Feral apple trees abound in Isle Madame - dotted through the woods, standing gnarled in deserted fields, adorning the edges of roads. They include several different varieties - probably heritage strains, since they apparently descend from orchards planted by French settlers in the 18th century. In October, they should be groaning with apples. But this one, growing beside a long-abandoned road, bore not a single fruit.
Later that day, I drove the five miles from the bridge at Lennox Passage to my house in D'Escousse. Apple trees grow along that road as closely as schoolchildren waiting to cheer a parade - so many, in fact, that I would like to see the dull name "Route 320″ replaced by Route des Pommiers/Apple Tree Road.
But I saw no pommes on Route des Pommiers either.
By now I was curious, and rather alarmed. What about my own fruit trees, the ones that grow around my boat shed, and carpet the ground with little sour apples at this time of year? Local deer-hunters generally phone me in the fall to ask if they can have the apples to set out as deer-bait. But nobody had called this year.
No wonder. Five trees, and between them they had barely produced enough apples to make a pie. My buddy Edwin DeWolf, who built the shed, drove up beside me.

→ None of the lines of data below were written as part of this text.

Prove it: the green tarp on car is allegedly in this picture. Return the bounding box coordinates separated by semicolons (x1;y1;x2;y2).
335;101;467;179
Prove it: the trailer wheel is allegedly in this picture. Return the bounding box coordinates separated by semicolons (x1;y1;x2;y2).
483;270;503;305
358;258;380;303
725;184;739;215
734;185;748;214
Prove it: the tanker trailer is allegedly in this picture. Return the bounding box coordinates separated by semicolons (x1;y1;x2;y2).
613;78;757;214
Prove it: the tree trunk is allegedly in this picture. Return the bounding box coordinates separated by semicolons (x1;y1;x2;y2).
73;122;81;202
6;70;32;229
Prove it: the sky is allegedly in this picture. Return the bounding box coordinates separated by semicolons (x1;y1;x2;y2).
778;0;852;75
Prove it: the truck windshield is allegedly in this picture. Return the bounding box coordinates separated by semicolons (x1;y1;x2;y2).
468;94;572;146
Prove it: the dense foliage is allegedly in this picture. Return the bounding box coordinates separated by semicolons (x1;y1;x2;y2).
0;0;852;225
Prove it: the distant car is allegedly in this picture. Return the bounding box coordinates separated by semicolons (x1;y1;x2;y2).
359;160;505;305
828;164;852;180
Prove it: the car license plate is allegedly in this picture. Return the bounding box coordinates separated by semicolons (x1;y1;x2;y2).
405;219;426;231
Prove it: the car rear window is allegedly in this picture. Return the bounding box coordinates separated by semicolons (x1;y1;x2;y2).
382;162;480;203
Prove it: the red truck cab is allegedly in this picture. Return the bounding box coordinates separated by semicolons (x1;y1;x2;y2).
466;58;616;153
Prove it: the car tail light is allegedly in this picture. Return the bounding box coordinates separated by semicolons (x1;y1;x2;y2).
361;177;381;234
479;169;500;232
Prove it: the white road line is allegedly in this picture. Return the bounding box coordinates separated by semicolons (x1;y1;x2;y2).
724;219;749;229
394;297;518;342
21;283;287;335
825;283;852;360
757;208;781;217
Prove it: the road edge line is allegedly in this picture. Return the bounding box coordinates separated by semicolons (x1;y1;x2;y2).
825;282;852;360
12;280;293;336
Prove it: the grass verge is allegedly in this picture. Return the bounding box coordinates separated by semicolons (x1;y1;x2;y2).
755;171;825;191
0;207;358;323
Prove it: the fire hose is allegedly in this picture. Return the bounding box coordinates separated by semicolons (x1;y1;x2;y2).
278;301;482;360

"No apples this year," I said.
"No apples anywhere," said Edwin. "No bees, that's why."
Ye gods.
That evening I saw Farley and Claire Mowat, who last month donated 200 stunning seaside acres to the Nova Scotia Nature Trust. This splendid gift includes 35 years' worth of the Mowats' careful records and observations on the site and in the area. "We saw almost no fruits of any kind this year,"" said Farley. "No plums, no cherries, nothing. And it affected all kinds of things. It was a cold, wet, late spring, and we had so few insects this year that the insectivore species of birds didn't reproduce. The tree swallows and the barn swallows live on flying insects. They made nests, but they didn't lay eggs and they didn't stay around. I've never seen them behave that way before."
Was it truly just a cold, late spring - or something more alarming? Bees, I remembered, have been dying off in record numbers right across the United States and Europe, and nobody knew why.

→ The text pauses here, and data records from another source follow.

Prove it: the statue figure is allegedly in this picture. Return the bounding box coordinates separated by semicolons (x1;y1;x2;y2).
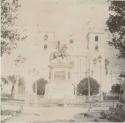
50;41;67;62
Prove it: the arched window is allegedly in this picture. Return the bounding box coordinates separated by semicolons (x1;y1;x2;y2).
95;35;99;41
44;34;48;41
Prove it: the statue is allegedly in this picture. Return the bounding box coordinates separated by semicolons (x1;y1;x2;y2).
50;41;67;62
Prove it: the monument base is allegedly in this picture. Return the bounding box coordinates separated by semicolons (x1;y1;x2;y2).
45;83;75;99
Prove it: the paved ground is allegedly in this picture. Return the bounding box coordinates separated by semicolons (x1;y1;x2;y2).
6;106;107;123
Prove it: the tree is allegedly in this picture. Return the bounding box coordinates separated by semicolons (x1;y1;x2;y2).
33;78;47;95
8;75;17;97
77;77;99;95
1;0;26;56
111;84;120;94
106;1;125;58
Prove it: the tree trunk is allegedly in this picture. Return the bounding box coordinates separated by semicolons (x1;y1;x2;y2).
11;84;15;97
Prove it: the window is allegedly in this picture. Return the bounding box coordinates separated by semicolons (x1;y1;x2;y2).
44;34;48;41
44;44;47;50
54;71;65;80
69;39;74;44
95;35;99;41
95;46;99;51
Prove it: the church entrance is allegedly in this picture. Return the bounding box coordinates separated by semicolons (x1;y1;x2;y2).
77;77;100;96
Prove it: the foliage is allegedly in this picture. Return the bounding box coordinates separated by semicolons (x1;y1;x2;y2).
33;78;47;95
1;0;26;56
106;1;125;58
77;77;99;95
1;75;24;97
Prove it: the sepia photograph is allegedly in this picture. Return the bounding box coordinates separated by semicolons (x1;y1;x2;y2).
0;0;125;123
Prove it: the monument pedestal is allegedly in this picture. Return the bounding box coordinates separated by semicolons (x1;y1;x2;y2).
45;63;75;100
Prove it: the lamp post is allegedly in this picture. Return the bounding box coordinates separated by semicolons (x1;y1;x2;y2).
98;55;103;102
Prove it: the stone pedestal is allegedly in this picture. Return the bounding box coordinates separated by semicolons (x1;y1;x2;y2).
45;63;75;99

Honeybees are not native to North America, and indigeous North American plants didn't need them for pollination - but the species that do need them are the ones in the supermarket, the products of industrial agriculture: apples, almonds, cherries, tomatoes, zucchinis, cantaloupes. Theories about the cause of their decline ranged from new pesticides, mites and genetically modified crops to climate change, fungi and even radiation from cell phones.
Whatever the reason, the U.S. problem was serious. Every third bite we eat, says one expert, "is dependent on a honeybee." In the U.S., the crops pollinated by honeybees are valued at something like $15 billion. The California almond crop alone is worth $1.5 billion.
With money like that at stake, agribusiness doesn't leave pollination to nature. Bees have been bred to work both earlier and later in the season - and they migrate to where they're needed. Huge semi-trailers packed with hundreds of millions of bees rumble through U.S. agricultural districts, renting the bees' services to farmers.